Push to Amazon Glacier using amazonka

Here is a small Haskell package for pushing files to Amazon Glacier: https://github.com/carlohamalainen/glacier-push. It uses Brendan Hay’s amazonka API, in particular amazonka-glacier.

One thing that I couldn’t find in amazonka was a way to calculate the tree hash of a file. The Glacier API needs this for each part that is uploaded as well as the whole file. Amazon explains how to calculate the tree hash in their Glacier docs and provides sample code in Java and C++. Since the algorithm is recursive, it is quite short in Haskell:

oneMb :: Int64
oneMb = 1024*1024

treeHash :: BS.ByteString -> Hash
treeHash s = treeHash' $ map sha256 $ oneMbChunks s
    treeHash' []  = error "Internal error in treeHash'."
    treeHash' [x] = B16.encode x
    treeHash' xs  = treeHash' $ next xs

    next :: [BS.ByteString] -> [BS.ByteString]
    next []       = []
    next [a]      = [a]
    next (a:b:xs) = sha256 (BS.append a b) : next xs

    oneMbChunks :: BS.ByteString -> [BS.ByteString]
    oneMbChunks x
      | BS.length x <= oneMb = [x]
      | otherwise            = BS.take oneMb x : oneMbChunks (BS.drop oneMb x)

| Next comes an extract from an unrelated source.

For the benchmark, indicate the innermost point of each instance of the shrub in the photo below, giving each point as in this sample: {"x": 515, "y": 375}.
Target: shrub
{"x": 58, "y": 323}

    sha256 :: BS.ByteString -> BS.ByteString
    sha256 = cs . SHA256.hashlazy

To push a large file to Glacier we do three things: initiate the multipart upload, upload each part (say, 100Mb chunks), and then finalize the upload.

Initiate the multipart upload

We do this to get an uploadId which is then used for each of the multipart uploads. We use initiateMultipartUpload, and need to set the part size.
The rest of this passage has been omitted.